Le foot féminin commence tranquillement à prendre sa place, mais c'est pas évident

Amélie Mauresmo

Mais Amélie Mauresmo estime de toute façon que c'est le sport féminin dans son ensemble qui "n'a jamais pris son envol", tout en concédant que le tennis féminin est "reconnu" en France. Mais par rapport aux hommes, il y a encore du chemin à faire. Il y a un an et demi, Gilles Simon avait déclenché une polémique en estimant qu'il fallait mettre fin à l'égalité des dotations hommes-femmes.

"Ce n'est pas que je suis contre les tournois mixtes, mais je pense qu'aujourd'hui le tennis masculin est vraiment en avance par rapport au tennis féminin. À Roland-Garros, les joueurs ont certainement passé encore deux fois plus de temps sur le terrain que les femmes. Je pense qu'on est le seul sport aujourd'hui où il existe une parité au niveau des prize-moneys hommes-femmes alors que ça reste un spectacle et que le tennis masculin est à l'heure actuelle plus attrayant que le tennis féminin", avait-il lâché à l'Express.

Les 24 heures du sport féminin le 1er février

Et en dehors du tennis féminin, qu'il y a-t-il aujourd'hui ? "Le foot féminin commence tranquillement à prendre sa place, mais c'est pas évident", affirme Amélie Mauresmo qui a raison de tempérer ses propos.
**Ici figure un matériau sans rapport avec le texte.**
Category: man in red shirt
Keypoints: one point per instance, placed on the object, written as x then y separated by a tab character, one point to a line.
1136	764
Car l'engouement autour des footballeuses n'existe que pour l'équipe de France, lors des compétitions majeures.

À l'Euro 2013 de juillet dernier, 1,8 million de téléspectateurs (8,9% de part de marché) étaient devant W9 pour le quart de finale France-Danemark. Mais pour le championnat de France, dont une seule rencontre par journée est diffusée sur Eurosport, chaîne payante, le chiffre d'audience tombe à 329.000 abonnés sur un choc comme Lyon-Juvisy.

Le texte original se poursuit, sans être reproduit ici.